• U.S.

Medicine: Un-haystacking a Needle

3 minute read
TIME

No less a patient than President James A. Garfield was once the subject in a surgical problem still alive this week: how to find the exact location of a foreign body in the human frame by electrical means.

Shot on July 2, 1881, Garfield died 78 days later, because his doctors, headed by his boyhood friend, Dr. D. W. Bliss, could not locate the assassin’s bullet in his abdomen. By using an electromagnet, Telephonist Alexander Graham Bell had figured out the general location of the bullet (see cut), but no operation was performed. A more accurate guess (through deduction) by Anatomist Feneuil Dunkin Weisse was also disregarded, but later proved by autopsy. A wag cracked: “When ignorance is Bliss, ’tis folly to be Weisse.” Two Points. Even though X-ray has long been in use, research on finding foreign bodies still goes on in the attempt to bridge a surgeon’s difficulty in not being able to see what he is after. Even with the best modern methods he sometimes scores a miss.

Fiery Dr. Lewis Gregory Cole, radiologist of White Plains, N.Y., offered a suggestion last week in the American Journal of Surgery: with the help of any horizontal fluoroscope, points can be located on opposite sides of the injured member so that the foreign body is some where on the straight line between them.

If the surgeon cuts along the line between the two marks, Dr. Cole says he cannot miss. Special equipment includes X-ray calipers to check correct positioning of the marks, and duplicate surgical calipers which, when properly set, point directly to the foreign body. Both kinds of calipers are placed with one arm above and the other below the injury; when the operation is done, the surgical calipers duplicate the position of the X-ray calipers.

This equipment was first tried out on wax models of a human thigh. Afterward, when a surgeon used it to find a needle in a fat woman’s shoulder, the tiny object, usually a surgeon’s bugbear, was snagged in 47 seconds. Dr. Cole wishes the Army would give the method a trial, thinks it would be able to detect bullets or shell shards more quickly, cut down probing and cutting.

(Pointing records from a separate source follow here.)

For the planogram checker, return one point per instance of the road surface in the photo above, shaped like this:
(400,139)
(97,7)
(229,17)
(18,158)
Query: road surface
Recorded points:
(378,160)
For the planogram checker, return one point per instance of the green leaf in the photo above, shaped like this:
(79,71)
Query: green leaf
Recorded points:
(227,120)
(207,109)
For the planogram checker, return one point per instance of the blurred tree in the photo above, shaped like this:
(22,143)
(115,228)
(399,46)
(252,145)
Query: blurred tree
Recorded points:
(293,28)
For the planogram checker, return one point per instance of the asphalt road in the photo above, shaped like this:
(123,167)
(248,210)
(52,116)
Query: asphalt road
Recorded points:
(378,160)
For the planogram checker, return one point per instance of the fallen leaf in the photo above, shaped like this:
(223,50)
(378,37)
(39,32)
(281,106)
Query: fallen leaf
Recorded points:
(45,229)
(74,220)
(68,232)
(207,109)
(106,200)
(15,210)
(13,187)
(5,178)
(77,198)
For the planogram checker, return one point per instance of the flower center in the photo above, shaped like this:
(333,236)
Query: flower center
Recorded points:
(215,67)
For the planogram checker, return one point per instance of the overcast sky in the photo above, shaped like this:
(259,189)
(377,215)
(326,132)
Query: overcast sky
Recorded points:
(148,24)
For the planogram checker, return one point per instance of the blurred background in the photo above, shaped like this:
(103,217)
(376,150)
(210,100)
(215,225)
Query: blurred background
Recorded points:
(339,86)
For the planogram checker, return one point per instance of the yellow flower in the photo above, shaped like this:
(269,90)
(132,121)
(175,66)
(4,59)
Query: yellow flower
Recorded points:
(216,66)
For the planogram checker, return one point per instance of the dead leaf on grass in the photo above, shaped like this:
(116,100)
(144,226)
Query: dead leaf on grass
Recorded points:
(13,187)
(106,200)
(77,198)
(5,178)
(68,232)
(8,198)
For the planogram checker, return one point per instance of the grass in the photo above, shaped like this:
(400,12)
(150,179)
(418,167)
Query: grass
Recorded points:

Two Planes. The Army’s standard equipment is the mobile X-ray unit, of which the Medical Corps has more than 3,000 (cost: $2,380 each). The outfit, consisting of an X-ray machine, a generator, a tent darkroom and a table for patients, is carried in three Army trunks and takes six minutes to assemble in the field. As no calipers are used, an injured man need not be moved while he is on the table. In most cases the X-ray man merely spots the foreign body by fluoroscopy and gives the surgeon a report and an iodine mark on the skin above the foreign body to work from. In complicated cases, a second fluoroscopy can be done from the side, giving the surgeon two planes to work from, I.e., he knows just how deep the bullet is, from two directions.

For air transport, the Army has a more compact unit which can be carried in three small cases and is mercifully speedy in use: determinations usually take about 40 seconds.